À cette occasion, le chef de l’État a signé, en présence de 17 organisations professionnelles, une charte sur l’insertion des acteurs du territoire. - © Actuagri

L’objectif est ambitieux. Pas moins de 60000 emplois dans les secteurs de l’agriculture et de l’agroalimentaire devraient être pourvus en 2013, parmi lesquels 50000 contrats d’apprentissage et 4000 contrats de professionnalisation. C’est l’engagement pris le 3 mai par les 17 signataires de la charte (cf. encadré ci-dessous) sur l’insertion des acteurs du territoire, signée également par le président François Hollande, Stéphane Le Foll, ministre de l’Agriculture, Pierre Moscovici, ministre de l’Économie, et Michel Sapin, ministre de l’Emploi. Tous étaient réunis pendant une journée dans le Doubs pour aller à la rencontre des pourvoyeurs d’emploi dans les territoires ruraux. « On ne peut pas vivre en croissance zéro, la France peut être leader », a martelé le président de la République face aux organisations des territoires ruraux et aux élèves de l’École nationale d’industrie laitière (ENIL) venus présenter leur parcours au sein des filières agricoles. La plupart d’entre eux ont confiance en l’avenir. En effet, plus de 90 % des élèves sortant de l’enseignement agricole trouvent du travail; mais, à l’inverse, 12000 emplois ne sont pas pourvus.
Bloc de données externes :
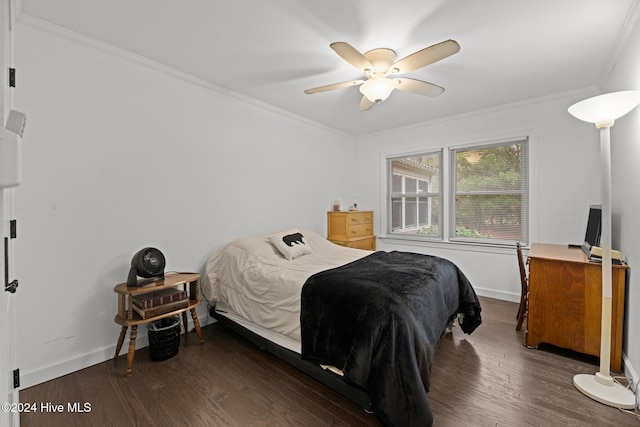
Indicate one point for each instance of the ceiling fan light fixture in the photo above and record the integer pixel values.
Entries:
(377, 90)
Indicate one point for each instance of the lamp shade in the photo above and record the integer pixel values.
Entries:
(603, 110)
(378, 89)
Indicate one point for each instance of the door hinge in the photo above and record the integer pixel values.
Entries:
(16, 378)
(12, 77)
(8, 286)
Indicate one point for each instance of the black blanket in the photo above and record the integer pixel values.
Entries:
(379, 319)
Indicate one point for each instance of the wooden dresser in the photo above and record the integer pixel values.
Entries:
(353, 229)
(565, 301)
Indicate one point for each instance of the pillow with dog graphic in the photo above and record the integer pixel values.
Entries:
(290, 243)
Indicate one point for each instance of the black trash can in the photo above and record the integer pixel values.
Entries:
(164, 338)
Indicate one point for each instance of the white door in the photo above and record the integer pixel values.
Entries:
(8, 393)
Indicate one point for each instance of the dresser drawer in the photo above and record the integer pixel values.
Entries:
(358, 230)
(353, 229)
(360, 218)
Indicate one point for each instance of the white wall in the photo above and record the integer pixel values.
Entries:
(625, 162)
(562, 187)
(119, 156)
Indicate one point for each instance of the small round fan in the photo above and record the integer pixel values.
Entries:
(147, 263)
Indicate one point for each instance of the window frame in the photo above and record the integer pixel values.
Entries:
(447, 193)
(391, 195)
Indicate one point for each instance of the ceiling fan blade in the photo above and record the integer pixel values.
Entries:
(365, 104)
(352, 55)
(426, 56)
(333, 86)
(418, 87)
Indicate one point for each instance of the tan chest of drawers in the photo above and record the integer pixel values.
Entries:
(353, 229)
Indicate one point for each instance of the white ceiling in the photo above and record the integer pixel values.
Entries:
(271, 50)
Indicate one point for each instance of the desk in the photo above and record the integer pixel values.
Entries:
(565, 301)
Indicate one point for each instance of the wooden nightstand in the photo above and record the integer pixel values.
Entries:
(127, 316)
(353, 229)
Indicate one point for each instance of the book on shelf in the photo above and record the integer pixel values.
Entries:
(159, 297)
(147, 313)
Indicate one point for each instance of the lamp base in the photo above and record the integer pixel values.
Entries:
(613, 395)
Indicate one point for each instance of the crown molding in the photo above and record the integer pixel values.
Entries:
(61, 32)
(628, 27)
(576, 93)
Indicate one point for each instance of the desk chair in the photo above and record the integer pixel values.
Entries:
(524, 292)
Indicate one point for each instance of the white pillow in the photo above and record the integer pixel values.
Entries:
(290, 243)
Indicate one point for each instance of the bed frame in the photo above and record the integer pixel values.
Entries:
(326, 377)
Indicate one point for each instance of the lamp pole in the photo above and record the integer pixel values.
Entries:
(603, 110)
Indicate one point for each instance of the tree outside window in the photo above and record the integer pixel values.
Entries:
(488, 194)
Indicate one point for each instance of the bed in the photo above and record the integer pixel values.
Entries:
(372, 318)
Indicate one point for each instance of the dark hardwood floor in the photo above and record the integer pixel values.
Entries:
(485, 379)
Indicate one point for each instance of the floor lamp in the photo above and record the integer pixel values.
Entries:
(603, 110)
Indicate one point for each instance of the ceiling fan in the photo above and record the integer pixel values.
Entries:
(378, 65)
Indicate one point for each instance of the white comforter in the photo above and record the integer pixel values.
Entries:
(250, 277)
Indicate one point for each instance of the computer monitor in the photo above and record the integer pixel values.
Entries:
(594, 228)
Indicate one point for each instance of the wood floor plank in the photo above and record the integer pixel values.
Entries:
(485, 379)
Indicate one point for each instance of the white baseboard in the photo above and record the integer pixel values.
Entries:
(501, 295)
(632, 376)
(47, 373)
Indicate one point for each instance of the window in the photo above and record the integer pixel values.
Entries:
(487, 194)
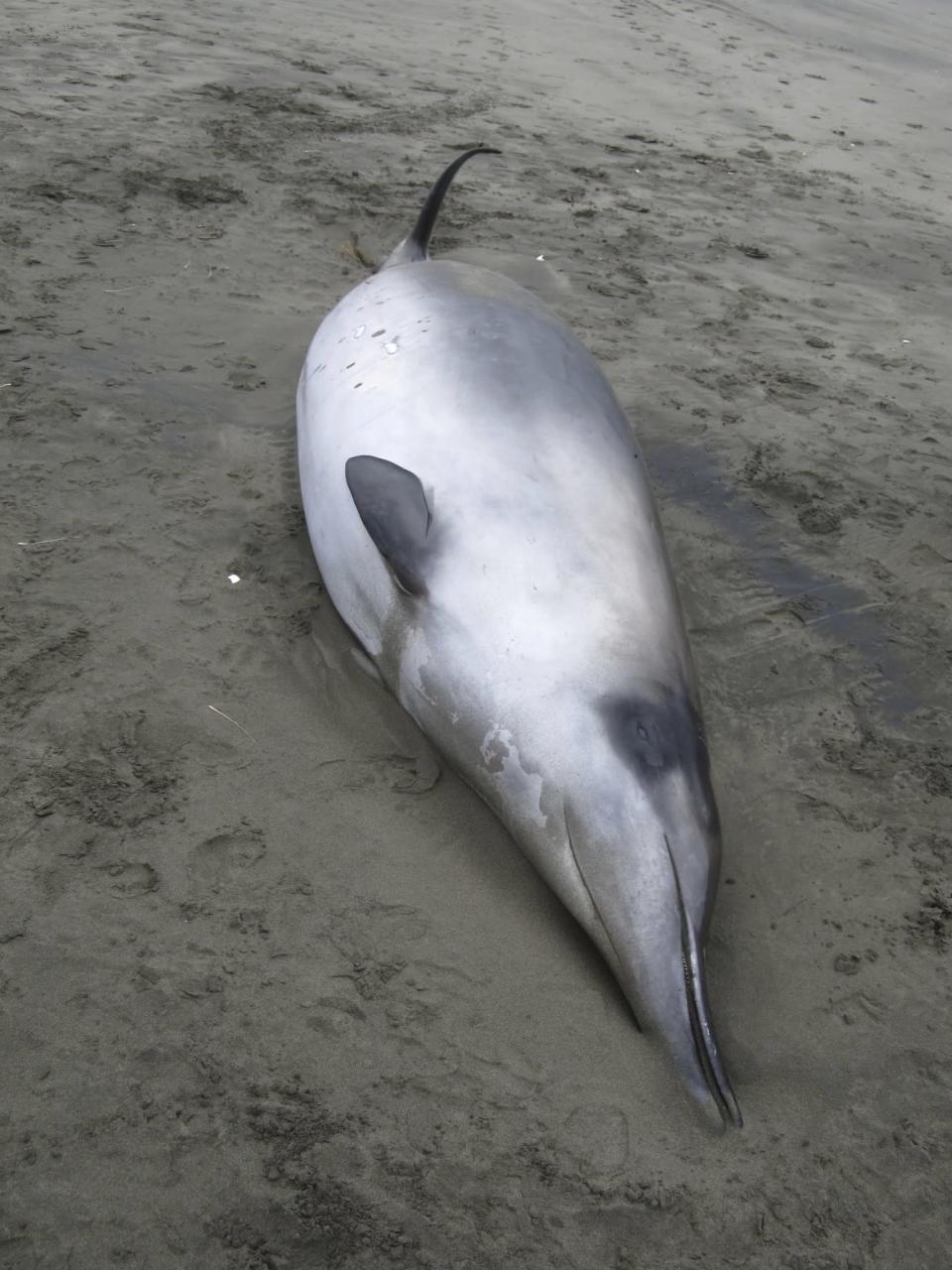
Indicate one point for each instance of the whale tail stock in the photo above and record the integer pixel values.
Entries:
(651, 930)
(416, 246)
(706, 1052)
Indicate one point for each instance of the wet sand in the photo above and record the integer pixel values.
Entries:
(273, 998)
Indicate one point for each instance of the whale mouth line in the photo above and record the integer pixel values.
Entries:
(699, 1014)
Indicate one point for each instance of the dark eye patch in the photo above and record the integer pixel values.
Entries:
(657, 734)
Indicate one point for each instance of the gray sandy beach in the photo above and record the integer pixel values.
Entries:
(270, 994)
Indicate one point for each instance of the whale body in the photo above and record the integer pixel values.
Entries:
(483, 521)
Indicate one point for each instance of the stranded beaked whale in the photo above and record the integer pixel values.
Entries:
(484, 524)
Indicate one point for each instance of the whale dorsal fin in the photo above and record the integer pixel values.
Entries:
(393, 506)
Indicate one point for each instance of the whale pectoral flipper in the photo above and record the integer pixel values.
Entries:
(393, 506)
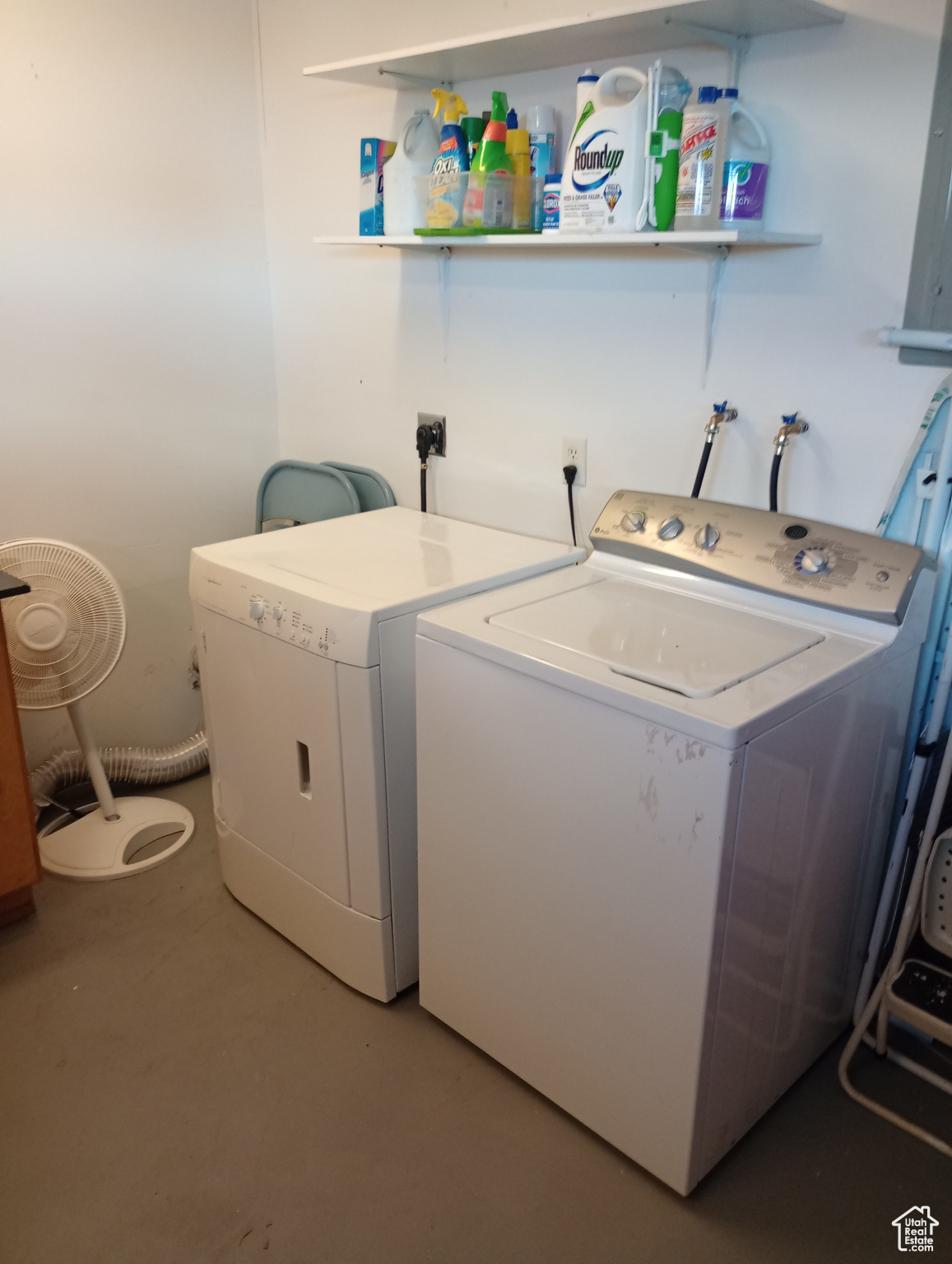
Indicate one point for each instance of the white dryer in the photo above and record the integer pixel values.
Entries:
(306, 655)
(652, 822)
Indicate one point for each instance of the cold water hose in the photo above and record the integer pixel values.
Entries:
(143, 765)
(774, 478)
(702, 469)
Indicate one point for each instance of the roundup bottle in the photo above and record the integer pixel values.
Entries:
(702, 160)
(603, 176)
(746, 167)
(488, 204)
(444, 207)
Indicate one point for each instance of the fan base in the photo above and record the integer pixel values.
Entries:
(94, 848)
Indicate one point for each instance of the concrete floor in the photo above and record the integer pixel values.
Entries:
(179, 1084)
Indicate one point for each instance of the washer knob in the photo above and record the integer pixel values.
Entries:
(634, 521)
(813, 561)
(707, 537)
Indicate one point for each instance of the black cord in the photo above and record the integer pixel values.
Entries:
(774, 476)
(424, 438)
(570, 472)
(702, 469)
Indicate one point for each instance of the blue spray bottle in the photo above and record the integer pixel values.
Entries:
(448, 184)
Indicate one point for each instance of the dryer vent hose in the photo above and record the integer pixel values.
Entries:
(144, 765)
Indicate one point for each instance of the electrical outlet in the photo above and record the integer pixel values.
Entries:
(574, 452)
(438, 424)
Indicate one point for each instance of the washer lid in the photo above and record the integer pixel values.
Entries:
(693, 646)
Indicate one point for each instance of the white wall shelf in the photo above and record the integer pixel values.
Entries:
(713, 243)
(613, 33)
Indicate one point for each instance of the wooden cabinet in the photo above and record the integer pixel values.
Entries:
(19, 856)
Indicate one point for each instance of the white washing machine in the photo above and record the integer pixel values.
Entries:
(652, 822)
(306, 653)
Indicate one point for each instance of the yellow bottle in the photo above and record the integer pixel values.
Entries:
(518, 151)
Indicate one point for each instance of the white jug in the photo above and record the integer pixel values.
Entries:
(603, 174)
(416, 151)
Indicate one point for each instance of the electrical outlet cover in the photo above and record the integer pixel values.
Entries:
(574, 452)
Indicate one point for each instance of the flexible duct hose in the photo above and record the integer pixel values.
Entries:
(144, 765)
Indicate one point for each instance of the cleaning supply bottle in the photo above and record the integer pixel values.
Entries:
(584, 87)
(473, 130)
(746, 169)
(701, 163)
(488, 202)
(673, 95)
(403, 209)
(540, 123)
(603, 177)
(518, 151)
(444, 207)
(551, 198)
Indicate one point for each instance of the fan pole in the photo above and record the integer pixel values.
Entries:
(94, 765)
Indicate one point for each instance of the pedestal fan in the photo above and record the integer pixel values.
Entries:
(63, 637)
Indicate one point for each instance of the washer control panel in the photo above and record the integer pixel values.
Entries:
(812, 561)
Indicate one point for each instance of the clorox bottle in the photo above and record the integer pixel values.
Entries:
(603, 177)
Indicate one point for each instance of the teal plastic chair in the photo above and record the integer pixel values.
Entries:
(372, 490)
(296, 492)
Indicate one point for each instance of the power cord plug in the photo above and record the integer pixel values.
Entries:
(570, 472)
(425, 440)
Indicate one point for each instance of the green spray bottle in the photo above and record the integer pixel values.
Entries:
(488, 201)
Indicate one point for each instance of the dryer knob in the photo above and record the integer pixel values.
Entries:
(813, 561)
(707, 537)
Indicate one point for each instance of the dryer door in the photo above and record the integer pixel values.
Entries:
(276, 742)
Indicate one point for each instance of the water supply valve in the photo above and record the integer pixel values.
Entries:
(791, 426)
(721, 414)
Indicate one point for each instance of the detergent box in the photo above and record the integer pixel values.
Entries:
(374, 155)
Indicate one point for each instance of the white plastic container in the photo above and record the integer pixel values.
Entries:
(415, 155)
(584, 87)
(746, 169)
(603, 174)
(702, 163)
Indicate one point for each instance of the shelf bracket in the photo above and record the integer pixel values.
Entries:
(444, 266)
(736, 46)
(716, 276)
(414, 80)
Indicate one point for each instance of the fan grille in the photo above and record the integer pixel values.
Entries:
(87, 599)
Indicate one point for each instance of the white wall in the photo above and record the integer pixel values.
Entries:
(137, 393)
(608, 348)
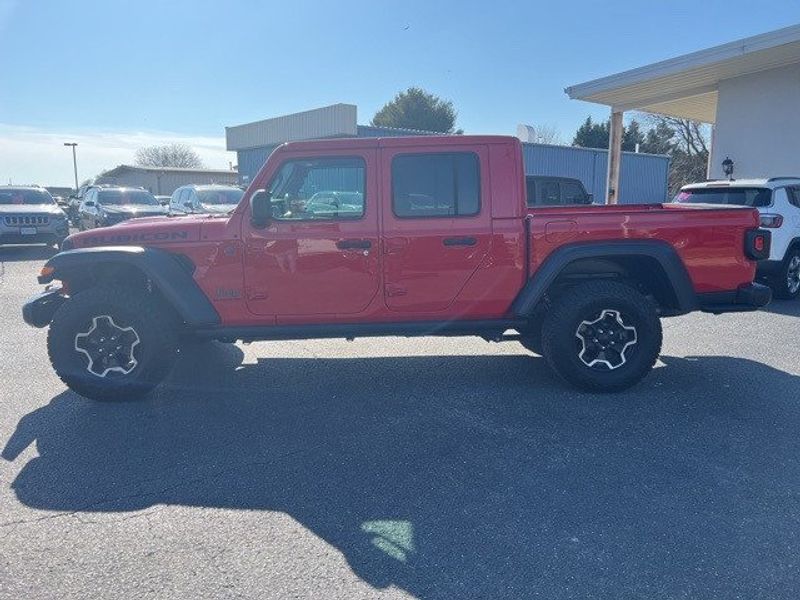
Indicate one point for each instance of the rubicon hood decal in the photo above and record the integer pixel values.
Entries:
(109, 238)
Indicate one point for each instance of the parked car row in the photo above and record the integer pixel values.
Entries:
(104, 205)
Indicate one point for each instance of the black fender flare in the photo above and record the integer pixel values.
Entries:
(664, 253)
(165, 270)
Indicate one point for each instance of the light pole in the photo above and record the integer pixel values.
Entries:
(74, 162)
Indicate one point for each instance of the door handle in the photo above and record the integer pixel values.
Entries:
(354, 244)
(467, 241)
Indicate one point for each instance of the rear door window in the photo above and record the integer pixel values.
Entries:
(436, 185)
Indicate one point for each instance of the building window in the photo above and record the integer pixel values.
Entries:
(436, 185)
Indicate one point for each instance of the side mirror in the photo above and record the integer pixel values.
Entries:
(260, 209)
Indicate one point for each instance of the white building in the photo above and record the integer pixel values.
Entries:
(748, 89)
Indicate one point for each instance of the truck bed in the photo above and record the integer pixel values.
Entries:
(708, 238)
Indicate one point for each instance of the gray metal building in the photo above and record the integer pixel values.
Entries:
(643, 177)
(165, 180)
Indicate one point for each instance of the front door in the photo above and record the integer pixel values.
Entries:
(436, 224)
(319, 255)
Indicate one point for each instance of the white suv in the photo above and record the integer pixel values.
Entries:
(778, 201)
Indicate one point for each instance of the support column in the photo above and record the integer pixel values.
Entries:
(614, 157)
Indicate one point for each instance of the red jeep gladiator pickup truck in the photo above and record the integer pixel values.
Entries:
(394, 237)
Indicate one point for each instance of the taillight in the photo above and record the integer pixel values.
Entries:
(757, 243)
(771, 221)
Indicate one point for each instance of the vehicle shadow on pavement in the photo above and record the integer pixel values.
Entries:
(23, 253)
(784, 307)
(459, 476)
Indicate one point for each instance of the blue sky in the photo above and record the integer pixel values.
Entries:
(115, 75)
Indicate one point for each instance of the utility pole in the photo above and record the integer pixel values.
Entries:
(74, 162)
(614, 157)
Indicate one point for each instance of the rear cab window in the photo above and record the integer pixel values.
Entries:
(436, 185)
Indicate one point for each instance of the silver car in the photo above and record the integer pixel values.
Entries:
(205, 199)
(30, 215)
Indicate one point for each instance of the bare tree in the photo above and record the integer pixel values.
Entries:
(539, 134)
(547, 134)
(168, 155)
(686, 142)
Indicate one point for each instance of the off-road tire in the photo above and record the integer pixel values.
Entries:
(155, 352)
(584, 302)
(780, 282)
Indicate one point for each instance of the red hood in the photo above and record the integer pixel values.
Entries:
(145, 231)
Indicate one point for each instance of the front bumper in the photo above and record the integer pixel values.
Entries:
(751, 296)
(38, 311)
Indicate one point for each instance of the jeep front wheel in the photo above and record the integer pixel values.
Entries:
(111, 343)
(602, 336)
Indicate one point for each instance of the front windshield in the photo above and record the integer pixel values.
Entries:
(123, 197)
(22, 196)
(737, 196)
(220, 196)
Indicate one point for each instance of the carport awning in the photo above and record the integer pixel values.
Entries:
(686, 86)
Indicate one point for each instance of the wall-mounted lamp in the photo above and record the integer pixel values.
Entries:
(727, 167)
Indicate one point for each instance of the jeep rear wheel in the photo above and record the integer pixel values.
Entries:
(112, 343)
(602, 336)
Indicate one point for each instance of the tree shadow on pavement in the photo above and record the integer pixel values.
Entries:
(460, 476)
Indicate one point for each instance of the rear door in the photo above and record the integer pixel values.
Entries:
(436, 224)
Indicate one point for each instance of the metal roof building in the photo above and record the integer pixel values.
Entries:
(164, 180)
(749, 89)
(644, 175)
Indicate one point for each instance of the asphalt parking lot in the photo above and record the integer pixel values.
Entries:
(405, 468)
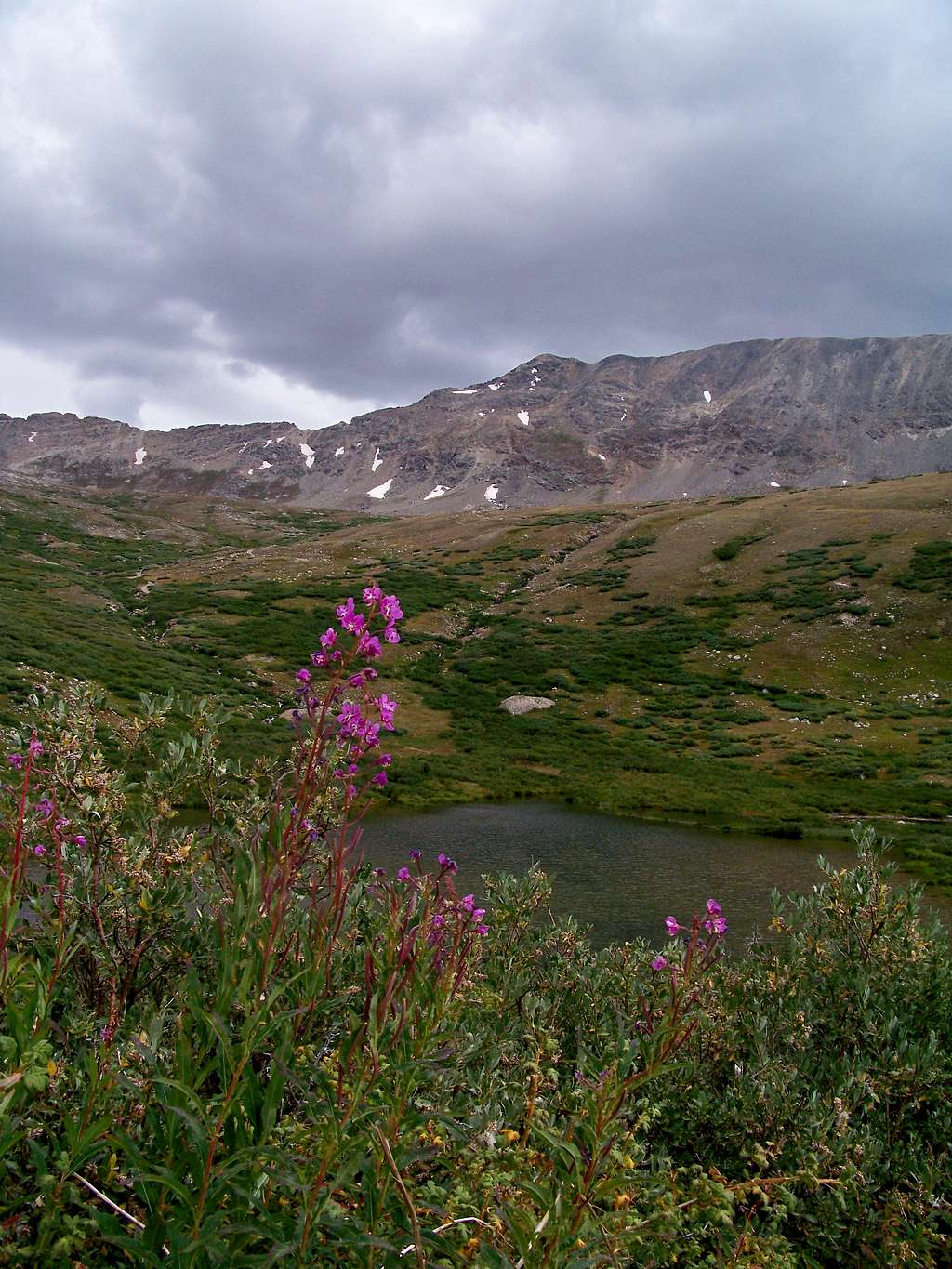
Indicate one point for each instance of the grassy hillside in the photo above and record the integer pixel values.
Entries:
(779, 663)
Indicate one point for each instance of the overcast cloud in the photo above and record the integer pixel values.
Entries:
(299, 208)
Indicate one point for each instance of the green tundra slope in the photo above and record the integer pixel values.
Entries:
(779, 663)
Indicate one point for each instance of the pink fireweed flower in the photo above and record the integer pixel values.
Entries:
(390, 609)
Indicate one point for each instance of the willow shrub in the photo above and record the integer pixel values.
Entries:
(231, 1042)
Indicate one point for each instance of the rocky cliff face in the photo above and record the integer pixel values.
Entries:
(729, 419)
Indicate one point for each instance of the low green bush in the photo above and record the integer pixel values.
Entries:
(226, 1040)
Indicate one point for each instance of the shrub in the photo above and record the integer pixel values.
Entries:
(231, 1042)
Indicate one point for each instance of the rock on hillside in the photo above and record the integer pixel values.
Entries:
(729, 419)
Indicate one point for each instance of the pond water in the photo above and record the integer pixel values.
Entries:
(621, 877)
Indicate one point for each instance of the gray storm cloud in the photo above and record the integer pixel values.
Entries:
(299, 209)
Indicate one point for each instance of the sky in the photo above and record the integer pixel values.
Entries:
(303, 209)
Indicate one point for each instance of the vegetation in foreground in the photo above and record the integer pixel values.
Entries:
(235, 1045)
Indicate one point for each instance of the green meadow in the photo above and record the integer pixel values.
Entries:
(777, 664)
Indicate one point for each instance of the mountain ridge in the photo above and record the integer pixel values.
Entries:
(740, 419)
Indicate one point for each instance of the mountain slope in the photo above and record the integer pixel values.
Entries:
(733, 419)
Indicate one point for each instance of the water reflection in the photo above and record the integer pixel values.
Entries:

L’équation n’est pas parfaite et François Hollande compte bien faire de la formation sa priorité: « L’idée, c’est d’offrir des formations adaptées aux entreprises et de favoriser l’accès à la profession des jeunes et des moins jeunes. Les filières agricoles ont des atouts considérables. »
Le chef de l’État s’est montré plutôt positif quant à l’avenir de la France, à un moment où il est pourtant attaqué de toute part sur son bilan présidentiel. « Je compte mettre la croissance au cœur des priorités », scande-t-il. Il s’appuie sur la décision européenne de donner deux ans de plus à la France pour combler le déficit. Pour lui, c’est l’occasion de mettre en place « des réformes structurelles indispensables », qui concernent bien sûr notamment l’agriculture et l’agroalimentaire.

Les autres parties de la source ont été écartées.